Once the seeds are developed, they are taken to the Agro-Science Park at Egerton University, where seed bulking and commercialisation take place.


Among the improved seeds are five bean varieties, three of which have been put onto the market and have attracted a lot of attention from farmers because of their properties, including their ability to mature early.

One of the most popular is a bean given the name chelalang, a local dialect meaning a kind and beautiful young woman highly prized as a bride.

Mr. Paul Kimurto, the Director of Agro-Science Park, said the bean, put on the market in 2016, can yield up to 25 bags or 2.25 metric tonnes per hectare.

Anna Wanjiku, a farmer in Matangi Tisa village in Nakuru County, says she saw firsthand the superiority of the bean varieties last year.


When heavy rain began falling in August, she planted chelalang and another bean variety called tatton, which is due to be put on the market this August.

While other bean varieties dried up once the rain disappeared, the chelalang and tatton beans were able to withstand dry conditions, Wanjiku said.

“In the upcoming rainy season, I will plant each of the varieties. I am looking forward to a bumper harvest, which of course means increased income,” she told China Daily in an interview.

Mr.
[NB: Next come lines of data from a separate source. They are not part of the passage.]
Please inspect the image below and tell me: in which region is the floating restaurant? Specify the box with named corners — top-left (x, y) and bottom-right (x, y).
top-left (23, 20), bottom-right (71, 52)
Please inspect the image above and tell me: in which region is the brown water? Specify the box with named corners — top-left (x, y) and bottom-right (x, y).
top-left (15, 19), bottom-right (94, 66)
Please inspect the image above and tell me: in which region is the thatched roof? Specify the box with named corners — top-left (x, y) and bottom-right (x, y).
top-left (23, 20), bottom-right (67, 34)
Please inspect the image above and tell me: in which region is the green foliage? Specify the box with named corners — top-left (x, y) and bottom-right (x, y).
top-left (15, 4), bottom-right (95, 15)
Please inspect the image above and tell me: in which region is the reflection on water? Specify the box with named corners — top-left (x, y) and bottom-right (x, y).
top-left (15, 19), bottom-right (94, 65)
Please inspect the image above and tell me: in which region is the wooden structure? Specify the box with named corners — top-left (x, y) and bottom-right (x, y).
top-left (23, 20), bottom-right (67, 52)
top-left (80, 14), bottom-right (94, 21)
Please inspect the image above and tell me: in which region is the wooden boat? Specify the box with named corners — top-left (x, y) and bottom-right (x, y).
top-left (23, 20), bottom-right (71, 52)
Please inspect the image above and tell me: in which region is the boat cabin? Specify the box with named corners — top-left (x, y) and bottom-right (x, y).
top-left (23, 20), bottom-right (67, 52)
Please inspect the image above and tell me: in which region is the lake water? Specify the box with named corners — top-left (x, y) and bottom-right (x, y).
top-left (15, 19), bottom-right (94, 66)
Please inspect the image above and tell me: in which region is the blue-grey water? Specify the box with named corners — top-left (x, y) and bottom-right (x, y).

Hillary Chelal, a research assistant at Egerton University, said tatton beans have more pods than other varieties and have self-stripping leaves, meaning the beans are easier to harvest, and they can grow at medium and high altitudes, making them popular with canners.


“In partnership with Kilimo Trust, a non-profit organization working on developing agriculture in the East African Community, upland rice that requires little water is also being promoted,” Chelal said.

Kenya imports nearly 85 percent of its rice, even though it could be rice self-sufficient, he said.

Mr. Joseph Orende, a program assistant with the Kilimo Trust, said that by working with Egerton University and training farmers in sustainable rice production techniques, rice production has increased from two tonnes to 3.5 tonnes per hectare within two years.

With proper management, the rice varieties could produce 7-11 tonnes per hectare, he said.

“Looking at what we have been able to achieve in two years, if it is sustained, this collaboration could deliver food security to Africa if replicated in many other areas and several food chains,” he said.